Long ago, South-East Fryslân used to border the sea. The Linde and Tjonger rivers flowed from inland to the sea and created a unique but vulnerable delta. In 1701 and 1703, when the dykes between Lemmer and Kuinre were washed away, the region was flooded with brine.
Lemmer and the locks at Schoterzijl and Kuinre were the gateways to the cities of the western Netherlands – where boats laden with peat sold their wares – and to the wide world beyond. In the opposite direction, high-ranking guests and foreign visitors disembarked in Lemmer and travelled upstream from village to village – through De Jouwer and It Hearrenfean to Beetstersweach, Drachten and onwards, in search of new culture. Travel Stroomopwaarts / Upstream yourself, from museum to museum and (re)discover South-East Fryslân.
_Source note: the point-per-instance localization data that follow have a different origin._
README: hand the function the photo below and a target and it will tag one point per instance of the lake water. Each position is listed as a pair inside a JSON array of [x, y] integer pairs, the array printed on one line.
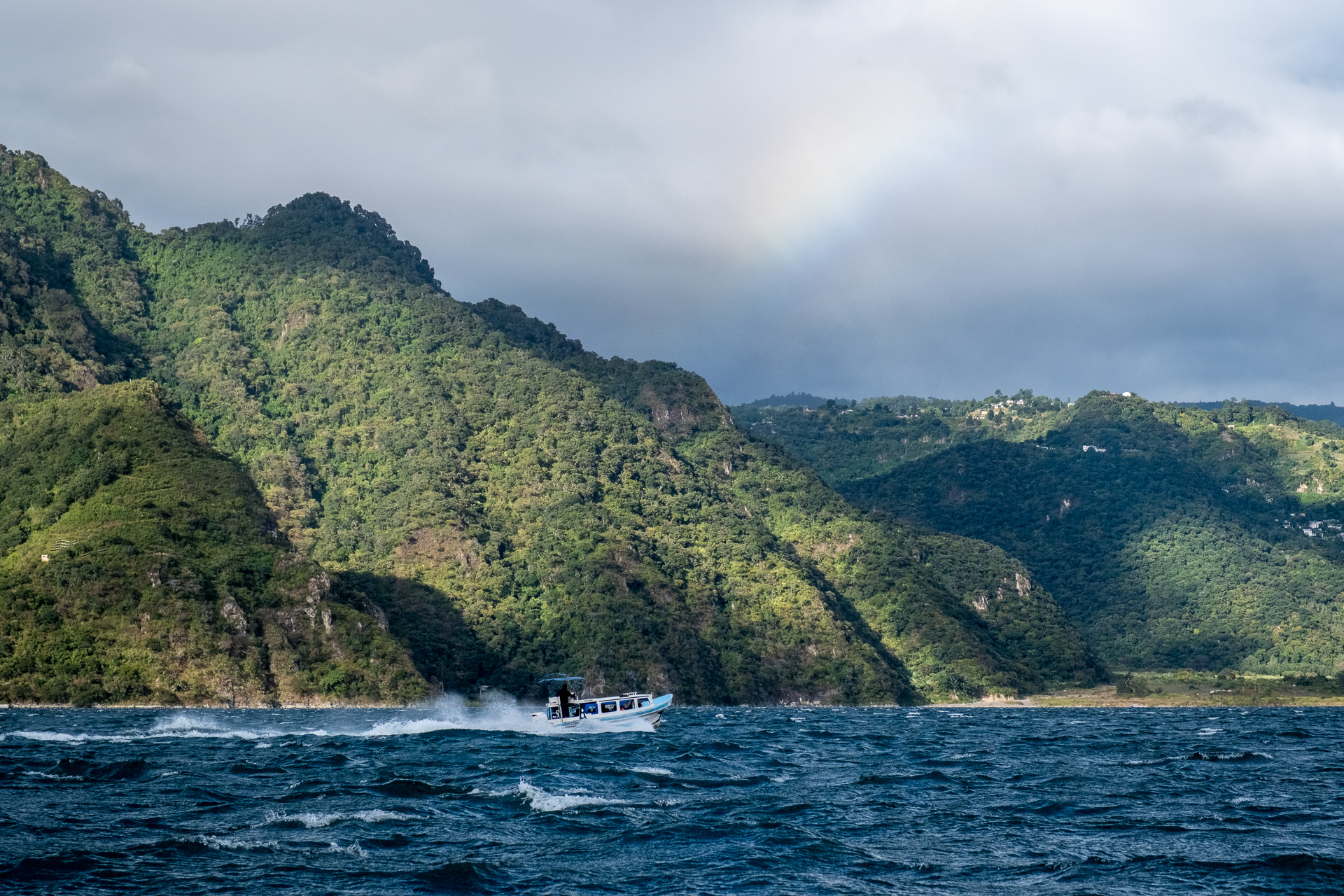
[[717, 801]]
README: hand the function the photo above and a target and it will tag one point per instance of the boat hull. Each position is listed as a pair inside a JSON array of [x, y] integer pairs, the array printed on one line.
[[620, 719]]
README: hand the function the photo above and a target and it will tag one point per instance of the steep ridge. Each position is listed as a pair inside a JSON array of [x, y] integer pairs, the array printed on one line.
[[1193, 538], [510, 503], [139, 568]]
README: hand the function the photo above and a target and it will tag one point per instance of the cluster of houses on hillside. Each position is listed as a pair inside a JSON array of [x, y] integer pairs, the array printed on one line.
[[1315, 528]]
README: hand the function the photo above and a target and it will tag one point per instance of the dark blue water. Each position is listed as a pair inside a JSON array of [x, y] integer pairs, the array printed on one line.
[[718, 801]]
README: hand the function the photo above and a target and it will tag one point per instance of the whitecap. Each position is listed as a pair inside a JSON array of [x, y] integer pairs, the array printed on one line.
[[232, 843], [323, 820], [350, 850], [543, 801]]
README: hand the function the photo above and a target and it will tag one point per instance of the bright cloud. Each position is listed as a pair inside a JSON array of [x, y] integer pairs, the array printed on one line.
[[844, 198]]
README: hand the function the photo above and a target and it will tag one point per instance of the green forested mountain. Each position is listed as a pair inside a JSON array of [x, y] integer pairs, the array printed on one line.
[[1172, 536], [500, 500]]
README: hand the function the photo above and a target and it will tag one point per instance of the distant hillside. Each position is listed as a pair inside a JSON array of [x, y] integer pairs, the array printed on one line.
[[1304, 412], [1172, 536], [505, 503], [796, 399]]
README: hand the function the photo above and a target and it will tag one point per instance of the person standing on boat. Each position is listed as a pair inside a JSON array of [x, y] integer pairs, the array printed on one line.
[[565, 694]]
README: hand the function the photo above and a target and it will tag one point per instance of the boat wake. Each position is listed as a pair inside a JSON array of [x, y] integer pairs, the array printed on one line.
[[449, 713]]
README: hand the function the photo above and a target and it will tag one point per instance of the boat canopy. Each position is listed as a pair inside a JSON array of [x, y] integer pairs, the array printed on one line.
[[558, 679]]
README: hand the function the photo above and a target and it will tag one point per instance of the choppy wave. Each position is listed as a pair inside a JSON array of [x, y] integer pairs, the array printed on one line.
[[449, 797]]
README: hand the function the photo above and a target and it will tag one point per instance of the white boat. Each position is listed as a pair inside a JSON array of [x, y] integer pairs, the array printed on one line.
[[622, 711]]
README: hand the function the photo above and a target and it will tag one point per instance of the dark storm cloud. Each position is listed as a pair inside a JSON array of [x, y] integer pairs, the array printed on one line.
[[843, 198]]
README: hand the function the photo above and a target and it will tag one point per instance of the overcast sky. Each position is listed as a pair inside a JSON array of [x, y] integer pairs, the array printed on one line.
[[841, 198]]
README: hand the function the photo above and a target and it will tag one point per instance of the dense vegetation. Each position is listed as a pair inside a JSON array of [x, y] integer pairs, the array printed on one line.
[[137, 567], [1171, 535], [505, 501]]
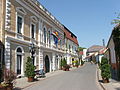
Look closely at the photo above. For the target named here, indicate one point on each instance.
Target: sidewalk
(113, 85)
(22, 83)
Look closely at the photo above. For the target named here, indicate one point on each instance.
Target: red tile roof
(72, 38)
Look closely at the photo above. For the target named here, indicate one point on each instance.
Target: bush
(105, 68)
(30, 68)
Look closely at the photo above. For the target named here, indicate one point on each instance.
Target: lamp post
(32, 49)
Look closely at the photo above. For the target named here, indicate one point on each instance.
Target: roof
(70, 36)
(95, 48)
(81, 52)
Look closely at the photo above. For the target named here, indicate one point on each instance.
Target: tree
(105, 70)
(30, 68)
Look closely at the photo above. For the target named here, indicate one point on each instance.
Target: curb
(99, 79)
(40, 80)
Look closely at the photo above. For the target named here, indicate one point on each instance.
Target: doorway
(47, 64)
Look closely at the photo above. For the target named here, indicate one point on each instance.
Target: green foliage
(1, 75)
(105, 68)
(30, 68)
(77, 63)
(63, 62)
(82, 62)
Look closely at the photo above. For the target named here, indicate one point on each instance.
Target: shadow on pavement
(17, 88)
(117, 88)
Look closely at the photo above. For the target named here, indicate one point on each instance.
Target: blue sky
(89, 20)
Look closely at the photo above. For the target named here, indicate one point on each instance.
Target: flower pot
(105, 80)
(3, 88)
(77, 66)
(10, 86)
(30, 79)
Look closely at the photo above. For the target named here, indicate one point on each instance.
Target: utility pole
(103, 42)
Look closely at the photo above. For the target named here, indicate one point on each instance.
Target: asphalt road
(83, 78)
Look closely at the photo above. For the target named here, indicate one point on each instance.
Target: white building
(71, 46)
(23, 22)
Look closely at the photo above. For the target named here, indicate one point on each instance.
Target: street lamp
(32, 50)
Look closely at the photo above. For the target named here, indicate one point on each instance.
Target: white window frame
(31, 30)
(44, 28)
(22, 29)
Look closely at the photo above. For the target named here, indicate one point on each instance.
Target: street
(83, 78)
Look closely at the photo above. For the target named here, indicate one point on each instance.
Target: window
(33, 31)
(19, 60)
(44, 35)
(19, 24)
(69, 48)
(49, 37)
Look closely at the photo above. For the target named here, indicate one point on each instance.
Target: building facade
(112, 56)
(26, 24)
(71, 45)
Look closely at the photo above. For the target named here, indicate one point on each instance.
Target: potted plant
(30, 70)
(63, 64)
(67, 67)
(9, 77)
(82, 62)
(77, 63)
(105, 70)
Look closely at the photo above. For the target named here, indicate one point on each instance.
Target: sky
(89, 20)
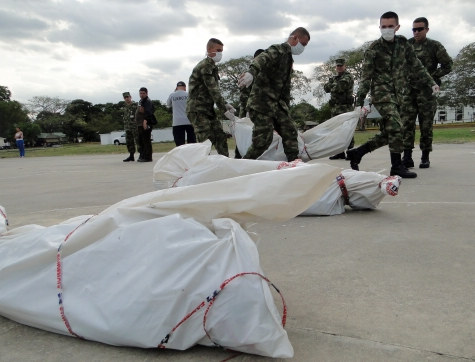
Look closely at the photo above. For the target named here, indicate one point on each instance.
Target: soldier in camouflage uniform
(243, 97)
(269, 100)
(422, 102)
(131, 134)
(203, 94)
(386, 68)
(341, 101)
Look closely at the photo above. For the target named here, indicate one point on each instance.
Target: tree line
(82, 119)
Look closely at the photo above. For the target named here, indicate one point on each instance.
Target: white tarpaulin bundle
(326, 139)
(191, 165)
(144, 271)
(3, 220)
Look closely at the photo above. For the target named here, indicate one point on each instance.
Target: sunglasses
(418, 29)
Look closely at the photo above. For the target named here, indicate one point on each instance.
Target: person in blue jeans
(19, 142)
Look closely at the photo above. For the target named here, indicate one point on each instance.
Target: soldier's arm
(445, 62)
(327, 87)
(267, 57)
(344, 83)
(366, 77)
(418, 72)
(213, 87)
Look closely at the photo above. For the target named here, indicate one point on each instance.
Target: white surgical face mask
(388, 34)
(297, 49)
(217, 58)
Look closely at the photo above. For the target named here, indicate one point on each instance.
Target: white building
(158, 135)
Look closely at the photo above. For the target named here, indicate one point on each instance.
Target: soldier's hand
(364, 111)
(229, 115)
(245, 80)
(230, 108)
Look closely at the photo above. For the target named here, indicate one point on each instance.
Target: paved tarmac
(392, 284)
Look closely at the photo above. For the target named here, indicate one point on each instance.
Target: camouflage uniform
(340, 88)
(130, 127)
(203, 93)
(422, 104)
(269, 101)
(386, 68)
(341, 101)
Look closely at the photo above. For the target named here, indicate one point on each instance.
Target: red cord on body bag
(340, 179)
(210, 300)
(59, 281)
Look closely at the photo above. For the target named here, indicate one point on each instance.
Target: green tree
(354, 64)
(39, 104)
(5, 94)
(12, 114)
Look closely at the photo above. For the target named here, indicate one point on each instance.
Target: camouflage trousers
(390, 128)
(208, 127)
(132, 139)
(263, 132)
(422, 106)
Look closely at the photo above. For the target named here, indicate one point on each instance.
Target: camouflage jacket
(386, 70)
(128, 116)
(431, 53)
(203, 88)
(340, 88)
(244, 93)
(271, 70)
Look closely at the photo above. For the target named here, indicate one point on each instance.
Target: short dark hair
(422, 20)
(257, 52)
(301, 31)
(390, 15)
(213, 41)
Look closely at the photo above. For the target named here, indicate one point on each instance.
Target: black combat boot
(356, 154)
(130, 158)
(407, 160)
(397, 168)
(425, 163)
(339, 156)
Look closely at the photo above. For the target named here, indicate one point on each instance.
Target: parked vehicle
(120, 140)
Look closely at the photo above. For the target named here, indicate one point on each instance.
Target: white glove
(245, 80)
(230, 108)
(364, 111)
(229, 115)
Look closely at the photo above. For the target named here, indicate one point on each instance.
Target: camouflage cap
(340, 61)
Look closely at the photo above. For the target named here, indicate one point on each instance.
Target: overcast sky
(95, 50)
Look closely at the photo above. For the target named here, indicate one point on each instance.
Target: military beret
(340, 61)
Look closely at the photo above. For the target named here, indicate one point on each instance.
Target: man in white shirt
(181, 123)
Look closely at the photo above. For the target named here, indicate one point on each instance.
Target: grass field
(442, 134)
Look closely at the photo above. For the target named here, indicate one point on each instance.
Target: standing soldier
(131, 134)
(203, 94)
(388, 63)
(340, 88)
(422, 102)
(269, 101)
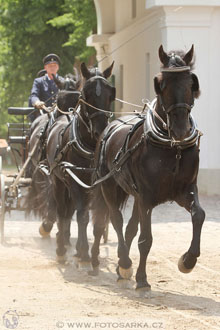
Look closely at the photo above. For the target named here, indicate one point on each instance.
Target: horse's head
(177, 87)
(67, 100)
(97, 94)
(70, 82)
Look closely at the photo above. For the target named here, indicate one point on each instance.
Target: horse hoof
(143, 292)
(43, 232)
(182, 267)
(123, 283)
(84, 265)
(76, 261)
(126, 273)
(61, 259)
(94, 272)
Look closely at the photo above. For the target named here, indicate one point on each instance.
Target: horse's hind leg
(49, 219)
(82, 246)
(132, 226)
(191, 202)
(100, 219)
(114, 195)
(144, 246)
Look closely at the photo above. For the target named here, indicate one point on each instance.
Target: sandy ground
(40, 294)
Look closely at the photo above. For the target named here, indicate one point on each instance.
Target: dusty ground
(46, 295)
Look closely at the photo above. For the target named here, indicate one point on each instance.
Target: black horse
(72, 147)
(155, 158)
(66, 100)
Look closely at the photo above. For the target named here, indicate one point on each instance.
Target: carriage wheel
(2, 206)
(105, 234)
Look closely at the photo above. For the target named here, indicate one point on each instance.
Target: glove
(39, 104)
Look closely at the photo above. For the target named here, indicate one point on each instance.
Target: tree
(29, 30)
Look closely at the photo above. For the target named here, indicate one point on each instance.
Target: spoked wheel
(2, 206)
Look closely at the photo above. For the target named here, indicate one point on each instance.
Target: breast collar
(159, 137)
(76, 140)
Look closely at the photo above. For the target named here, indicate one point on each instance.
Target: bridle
(186, 106)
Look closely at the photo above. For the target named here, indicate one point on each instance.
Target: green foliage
(30, 29)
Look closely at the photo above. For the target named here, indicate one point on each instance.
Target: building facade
(130, 33)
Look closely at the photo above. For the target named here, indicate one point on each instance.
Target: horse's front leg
(144, 245)
(82, 246)
(191, 202)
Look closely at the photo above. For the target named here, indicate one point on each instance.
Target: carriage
(13, 185)
(154, 157)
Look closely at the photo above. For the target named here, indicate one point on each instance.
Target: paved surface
(38, 293)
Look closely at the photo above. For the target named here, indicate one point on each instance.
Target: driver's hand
(39, 104)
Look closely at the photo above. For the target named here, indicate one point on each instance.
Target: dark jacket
(44, 89)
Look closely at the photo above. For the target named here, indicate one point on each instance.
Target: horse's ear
(107, 73)
(157, 85)
(195, 85)
(58, 82)
(164, 58)
(85, 72)
(189, 56)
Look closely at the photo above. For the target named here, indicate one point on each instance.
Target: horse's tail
(36, 200)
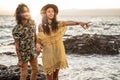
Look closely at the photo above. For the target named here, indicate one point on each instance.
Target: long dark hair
(45, 24)
(20, 10)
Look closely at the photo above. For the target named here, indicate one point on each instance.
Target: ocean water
(81, 67)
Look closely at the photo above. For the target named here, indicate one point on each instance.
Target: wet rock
(9, 53)
(93, 44)
(13, 73)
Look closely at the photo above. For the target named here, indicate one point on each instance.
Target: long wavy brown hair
(19, 10)
(45, 24)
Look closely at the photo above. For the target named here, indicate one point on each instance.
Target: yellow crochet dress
(53, 55)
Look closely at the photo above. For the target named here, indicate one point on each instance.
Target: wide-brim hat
(44, 8)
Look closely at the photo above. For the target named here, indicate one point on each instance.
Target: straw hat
(44, 8)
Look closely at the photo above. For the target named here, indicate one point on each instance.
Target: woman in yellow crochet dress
(50, 36)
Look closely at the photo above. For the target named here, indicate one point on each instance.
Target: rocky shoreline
(81, 44)
(93, 44)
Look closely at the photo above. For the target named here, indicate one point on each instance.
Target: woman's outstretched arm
(71, 23)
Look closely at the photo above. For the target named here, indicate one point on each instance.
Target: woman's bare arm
(71, 23)
(18, 49)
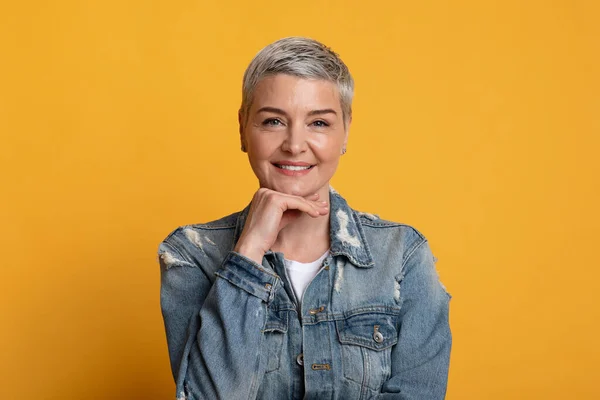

Five museums in Fryslân collaborate with Tresoar to visualise the history of the peat landscape. Tresoar is the archive for Frisian literature in Leeuwarden.
Exhibition at Museum Opsterlân
Museum Opsterlân tells the story of peat extraction in Nij Beets, the rise of the labour movement and the story of the aristocracy in Beetsterzwaag. As part of Stroomopwaarts / Upstream, the museum will display old maps and atlases from Tresoar’s treasure trove, showing how the landscape changed between 1700 and 1920.